In case you missed it, LeSean McCoy, who was the Chiefs running back for all the check notes—nine games and whose career now depends on saying interesting things on television, ruined the case for Bieniemy on some daytime talk show that we all watched. when it was rammed down our throats during an accidental trip to Twitter. I’ll spare you the details, but it looks like McCoy, in a few weeks, determined how the Leaders worked throughout Bieniemy’s tenure with the franchise and said he had little to do with its success. He has no input on the offence. He doesn’t deal with Mahomes. Therefore, he cannot be a head coach. Yada, yada, yada.

I don’t see why aspects of Bieniemy’s argument cannot be immediately true. Let’s say – although Reid denied it – Bieniemy had nothing related to the execution of the offensive game plan (again, a tough question since Mahomes is always seen talking to him during games and, as I have personally confirmed, Bieniemy is sharing in the creative process that finds some of Kansas City’s most creative. offensive look). That doesn’t automatically mean he’ll be a terrible head coach. Look at Reid, who became the Eagles’ coach without ever having played a role in the NFL before. John Harbaugh has never been a play caller. Mike Tomlin was the coordinator for one season. Kevin O’Connell was a non-playing coordinator. Nick Sirianni was like that.

On the contrary, we would also say that Bieniemy was the secret sauce behind all of Kansas City’s achievements. Does that guarantee he can lead a team? Show me a list of great players who became head coaches, and I’ll show you a list of coaches who had to learn to delegate and shed their egos before their teams had any success.

If Bieniemy ends up being a terrible head coach, it’s no proof that those original negative theories were correct. Good coaches fail all the time.

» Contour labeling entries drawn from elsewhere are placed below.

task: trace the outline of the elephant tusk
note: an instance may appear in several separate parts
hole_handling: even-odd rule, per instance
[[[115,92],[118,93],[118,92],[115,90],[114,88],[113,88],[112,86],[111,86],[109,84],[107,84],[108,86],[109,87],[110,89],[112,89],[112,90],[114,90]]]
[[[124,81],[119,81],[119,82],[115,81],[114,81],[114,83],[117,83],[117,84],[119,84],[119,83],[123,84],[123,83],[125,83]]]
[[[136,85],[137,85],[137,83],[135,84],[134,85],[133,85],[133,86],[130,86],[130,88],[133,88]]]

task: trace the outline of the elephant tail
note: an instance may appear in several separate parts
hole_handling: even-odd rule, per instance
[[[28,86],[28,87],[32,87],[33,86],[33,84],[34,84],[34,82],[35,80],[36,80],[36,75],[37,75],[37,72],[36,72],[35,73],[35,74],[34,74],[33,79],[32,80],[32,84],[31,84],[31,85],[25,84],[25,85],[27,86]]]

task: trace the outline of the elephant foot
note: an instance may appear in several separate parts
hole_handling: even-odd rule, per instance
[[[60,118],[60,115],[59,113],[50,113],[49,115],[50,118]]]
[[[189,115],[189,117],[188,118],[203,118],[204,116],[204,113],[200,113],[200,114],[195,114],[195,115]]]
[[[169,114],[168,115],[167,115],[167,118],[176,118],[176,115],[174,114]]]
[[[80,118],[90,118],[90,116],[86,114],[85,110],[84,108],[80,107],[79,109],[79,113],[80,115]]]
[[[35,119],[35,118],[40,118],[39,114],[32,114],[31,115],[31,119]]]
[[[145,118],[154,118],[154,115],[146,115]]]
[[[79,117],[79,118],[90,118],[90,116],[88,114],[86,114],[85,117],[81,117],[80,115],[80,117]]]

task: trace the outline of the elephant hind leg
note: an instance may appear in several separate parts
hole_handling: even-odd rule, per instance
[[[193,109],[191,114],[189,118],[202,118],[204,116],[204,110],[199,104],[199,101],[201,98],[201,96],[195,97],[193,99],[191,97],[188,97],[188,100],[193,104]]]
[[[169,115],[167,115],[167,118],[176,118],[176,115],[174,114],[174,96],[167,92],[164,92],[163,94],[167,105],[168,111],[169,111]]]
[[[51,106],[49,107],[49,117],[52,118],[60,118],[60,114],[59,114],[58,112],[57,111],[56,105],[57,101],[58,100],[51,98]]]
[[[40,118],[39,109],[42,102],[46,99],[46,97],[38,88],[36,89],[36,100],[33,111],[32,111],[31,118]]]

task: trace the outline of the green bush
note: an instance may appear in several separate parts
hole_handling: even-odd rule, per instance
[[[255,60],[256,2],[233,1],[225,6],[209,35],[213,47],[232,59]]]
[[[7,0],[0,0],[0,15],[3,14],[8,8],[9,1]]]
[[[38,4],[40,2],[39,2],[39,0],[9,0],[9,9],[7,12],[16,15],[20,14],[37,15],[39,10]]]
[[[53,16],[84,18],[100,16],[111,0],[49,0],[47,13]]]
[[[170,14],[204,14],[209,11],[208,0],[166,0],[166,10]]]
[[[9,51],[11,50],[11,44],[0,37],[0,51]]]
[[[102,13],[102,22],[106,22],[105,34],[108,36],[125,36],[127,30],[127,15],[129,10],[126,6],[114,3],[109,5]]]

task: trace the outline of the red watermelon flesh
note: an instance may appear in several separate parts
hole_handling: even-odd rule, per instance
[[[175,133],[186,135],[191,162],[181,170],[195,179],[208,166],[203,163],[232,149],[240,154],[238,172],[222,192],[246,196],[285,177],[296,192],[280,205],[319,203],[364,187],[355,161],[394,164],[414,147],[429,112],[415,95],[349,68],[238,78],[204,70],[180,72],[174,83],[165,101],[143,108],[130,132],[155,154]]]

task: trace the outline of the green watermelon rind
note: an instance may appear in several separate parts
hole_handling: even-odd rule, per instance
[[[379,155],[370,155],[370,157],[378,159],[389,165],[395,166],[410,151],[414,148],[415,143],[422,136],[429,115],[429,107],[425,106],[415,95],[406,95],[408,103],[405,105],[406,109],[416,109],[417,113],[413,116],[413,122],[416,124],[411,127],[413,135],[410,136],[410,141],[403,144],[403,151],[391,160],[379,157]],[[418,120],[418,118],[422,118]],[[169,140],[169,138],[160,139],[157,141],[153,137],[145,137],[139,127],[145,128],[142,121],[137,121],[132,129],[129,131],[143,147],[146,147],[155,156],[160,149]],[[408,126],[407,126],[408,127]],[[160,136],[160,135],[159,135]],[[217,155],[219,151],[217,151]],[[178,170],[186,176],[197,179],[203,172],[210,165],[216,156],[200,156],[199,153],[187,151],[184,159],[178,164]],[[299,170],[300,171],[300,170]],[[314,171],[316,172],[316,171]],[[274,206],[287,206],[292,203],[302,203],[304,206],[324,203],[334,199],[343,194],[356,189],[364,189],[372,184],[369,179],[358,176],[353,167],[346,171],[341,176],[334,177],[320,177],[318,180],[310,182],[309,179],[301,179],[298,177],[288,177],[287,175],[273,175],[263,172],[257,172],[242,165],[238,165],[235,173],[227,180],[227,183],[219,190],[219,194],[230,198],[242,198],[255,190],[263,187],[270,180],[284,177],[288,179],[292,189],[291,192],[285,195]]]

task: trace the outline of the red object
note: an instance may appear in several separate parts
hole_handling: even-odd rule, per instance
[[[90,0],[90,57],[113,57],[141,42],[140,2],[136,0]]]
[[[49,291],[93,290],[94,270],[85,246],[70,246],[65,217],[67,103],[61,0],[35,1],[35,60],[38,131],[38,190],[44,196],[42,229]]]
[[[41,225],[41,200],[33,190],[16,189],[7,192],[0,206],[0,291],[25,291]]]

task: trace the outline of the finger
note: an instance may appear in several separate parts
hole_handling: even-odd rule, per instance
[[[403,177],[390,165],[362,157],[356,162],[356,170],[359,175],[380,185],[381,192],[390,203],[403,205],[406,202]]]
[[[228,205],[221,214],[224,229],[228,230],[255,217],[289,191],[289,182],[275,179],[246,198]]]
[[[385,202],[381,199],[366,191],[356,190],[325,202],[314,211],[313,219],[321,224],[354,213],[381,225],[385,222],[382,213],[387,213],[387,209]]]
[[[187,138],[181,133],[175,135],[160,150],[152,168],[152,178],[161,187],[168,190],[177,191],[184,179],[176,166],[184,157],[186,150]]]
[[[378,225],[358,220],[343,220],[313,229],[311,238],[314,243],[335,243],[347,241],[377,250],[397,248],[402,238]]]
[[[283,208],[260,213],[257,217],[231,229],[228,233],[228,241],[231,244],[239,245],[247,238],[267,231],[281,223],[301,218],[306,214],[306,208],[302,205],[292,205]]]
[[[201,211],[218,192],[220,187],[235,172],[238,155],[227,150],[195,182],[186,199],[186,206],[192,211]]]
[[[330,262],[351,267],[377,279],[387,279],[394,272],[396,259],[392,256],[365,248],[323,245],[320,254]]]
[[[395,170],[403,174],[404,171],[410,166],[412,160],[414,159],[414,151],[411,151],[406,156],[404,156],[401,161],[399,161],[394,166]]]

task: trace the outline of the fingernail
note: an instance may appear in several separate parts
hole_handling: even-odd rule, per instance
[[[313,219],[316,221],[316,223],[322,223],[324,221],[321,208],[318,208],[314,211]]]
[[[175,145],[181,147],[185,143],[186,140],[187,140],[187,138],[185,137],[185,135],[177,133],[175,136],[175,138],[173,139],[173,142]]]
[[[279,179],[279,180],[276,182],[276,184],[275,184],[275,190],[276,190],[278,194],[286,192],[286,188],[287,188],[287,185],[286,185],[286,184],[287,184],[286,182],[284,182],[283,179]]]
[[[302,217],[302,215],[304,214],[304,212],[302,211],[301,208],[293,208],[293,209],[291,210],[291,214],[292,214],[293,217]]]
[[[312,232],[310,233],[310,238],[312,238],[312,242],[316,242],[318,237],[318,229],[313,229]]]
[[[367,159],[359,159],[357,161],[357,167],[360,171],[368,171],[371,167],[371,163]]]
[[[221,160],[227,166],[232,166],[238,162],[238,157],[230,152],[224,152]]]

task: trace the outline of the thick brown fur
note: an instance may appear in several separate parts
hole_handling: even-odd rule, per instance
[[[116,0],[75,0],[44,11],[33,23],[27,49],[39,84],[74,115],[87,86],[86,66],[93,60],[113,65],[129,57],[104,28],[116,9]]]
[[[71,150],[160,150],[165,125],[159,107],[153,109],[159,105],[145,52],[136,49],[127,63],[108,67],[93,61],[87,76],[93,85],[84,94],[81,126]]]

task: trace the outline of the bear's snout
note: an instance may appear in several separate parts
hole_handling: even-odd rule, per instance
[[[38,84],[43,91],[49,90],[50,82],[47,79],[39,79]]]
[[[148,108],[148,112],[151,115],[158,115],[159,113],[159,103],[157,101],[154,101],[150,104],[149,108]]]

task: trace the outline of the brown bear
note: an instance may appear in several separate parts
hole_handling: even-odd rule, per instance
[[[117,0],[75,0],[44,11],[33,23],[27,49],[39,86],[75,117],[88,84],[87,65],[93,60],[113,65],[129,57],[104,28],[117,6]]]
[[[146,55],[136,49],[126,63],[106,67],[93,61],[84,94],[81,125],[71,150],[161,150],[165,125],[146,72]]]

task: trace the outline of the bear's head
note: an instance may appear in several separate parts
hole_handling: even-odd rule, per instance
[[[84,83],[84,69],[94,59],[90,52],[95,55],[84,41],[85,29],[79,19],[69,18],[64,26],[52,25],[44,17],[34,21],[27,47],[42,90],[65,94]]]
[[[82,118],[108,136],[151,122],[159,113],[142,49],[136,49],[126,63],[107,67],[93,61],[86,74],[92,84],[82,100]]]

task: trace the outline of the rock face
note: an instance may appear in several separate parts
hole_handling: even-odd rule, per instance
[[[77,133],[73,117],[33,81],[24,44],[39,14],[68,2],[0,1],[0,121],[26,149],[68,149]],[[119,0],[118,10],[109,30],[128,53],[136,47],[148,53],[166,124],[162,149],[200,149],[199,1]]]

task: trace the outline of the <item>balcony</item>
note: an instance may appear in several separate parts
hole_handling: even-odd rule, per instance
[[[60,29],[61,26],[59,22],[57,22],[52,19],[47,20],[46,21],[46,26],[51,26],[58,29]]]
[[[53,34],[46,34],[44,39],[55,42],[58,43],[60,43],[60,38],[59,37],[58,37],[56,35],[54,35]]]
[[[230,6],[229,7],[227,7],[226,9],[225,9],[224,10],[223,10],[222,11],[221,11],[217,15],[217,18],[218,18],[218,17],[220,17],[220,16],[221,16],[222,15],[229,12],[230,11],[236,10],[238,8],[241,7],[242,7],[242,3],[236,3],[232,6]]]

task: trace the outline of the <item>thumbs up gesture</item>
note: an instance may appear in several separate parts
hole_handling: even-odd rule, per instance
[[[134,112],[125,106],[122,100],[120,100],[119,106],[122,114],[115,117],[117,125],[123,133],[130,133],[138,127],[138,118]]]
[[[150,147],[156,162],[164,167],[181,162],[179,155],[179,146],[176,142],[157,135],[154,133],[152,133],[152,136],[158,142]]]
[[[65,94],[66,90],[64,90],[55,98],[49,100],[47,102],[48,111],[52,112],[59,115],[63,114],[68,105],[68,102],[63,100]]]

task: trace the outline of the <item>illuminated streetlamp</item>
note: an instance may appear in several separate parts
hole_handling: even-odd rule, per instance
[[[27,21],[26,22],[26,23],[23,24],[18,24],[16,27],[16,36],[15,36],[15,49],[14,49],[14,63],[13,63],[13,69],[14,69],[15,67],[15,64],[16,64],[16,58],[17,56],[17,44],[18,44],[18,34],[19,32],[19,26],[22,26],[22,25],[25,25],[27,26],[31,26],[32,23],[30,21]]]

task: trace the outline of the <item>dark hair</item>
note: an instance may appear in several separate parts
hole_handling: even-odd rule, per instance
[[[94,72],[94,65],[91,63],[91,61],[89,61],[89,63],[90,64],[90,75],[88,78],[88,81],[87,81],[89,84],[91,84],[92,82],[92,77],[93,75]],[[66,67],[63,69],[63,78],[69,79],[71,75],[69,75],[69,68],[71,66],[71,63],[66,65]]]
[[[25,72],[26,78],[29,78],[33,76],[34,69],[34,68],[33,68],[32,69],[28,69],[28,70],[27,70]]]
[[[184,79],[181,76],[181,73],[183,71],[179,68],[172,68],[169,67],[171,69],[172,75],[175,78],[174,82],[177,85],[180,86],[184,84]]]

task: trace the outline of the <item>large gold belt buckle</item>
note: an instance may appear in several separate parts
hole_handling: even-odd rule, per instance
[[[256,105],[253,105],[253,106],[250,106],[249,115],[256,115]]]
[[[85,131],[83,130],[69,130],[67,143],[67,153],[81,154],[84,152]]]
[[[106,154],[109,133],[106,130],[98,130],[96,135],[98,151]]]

Some have bad owners; some don’t have cap space or draft capital; Some find the late QB Russell Wilson their legacy.

And even if Bieniemy ends up struggling as an offensive coordinator, that doesn’t bother him bad offensive coordinator. It means he’s like every other offensive coordinator Washington has had since the turn of the millennium.

Current Giants offensive coordinator Mike Kafka once worked behind Bieniemy in Kansas City and left for a similar opportunity to the one Bieniemy now has — to undoubtedly lead his own offense. His candidacy for a head coaching job was greatly improved, in my pseudo-expert opinion, when he took the best way of Daniel Jones and turned him into a serviceable top-15 type player. He didn’t look like the Chiefs offense, which made him more attractive to potential employers.

Bieniemy deserves that kind of intellectual runway—the same keen eye for progress that may not be clear and conditional on other factors—and then some. It deserves a gray area. He deserves a broad perspective when we look at the situation in which he did this job and the personnel he has to work with.

This is an awfully long way of asking you, the football viewing public, not to overreact either way. There is a time and a place to shape Bieniemy’s legacy as a leader, play caller and talent developer. It is not a year from now, some transparent wild ban Hard Knocks–the situation where we are presented with bare facts that are not obscured by bias, or by some middle man with an agenda. The time is now.

The only thing worse than Bieniemy’s true potential would be to fill in our knowledge gaps with our own personal soul, the kind of nonsense that has already complicated Bieniemy’s journey to this point.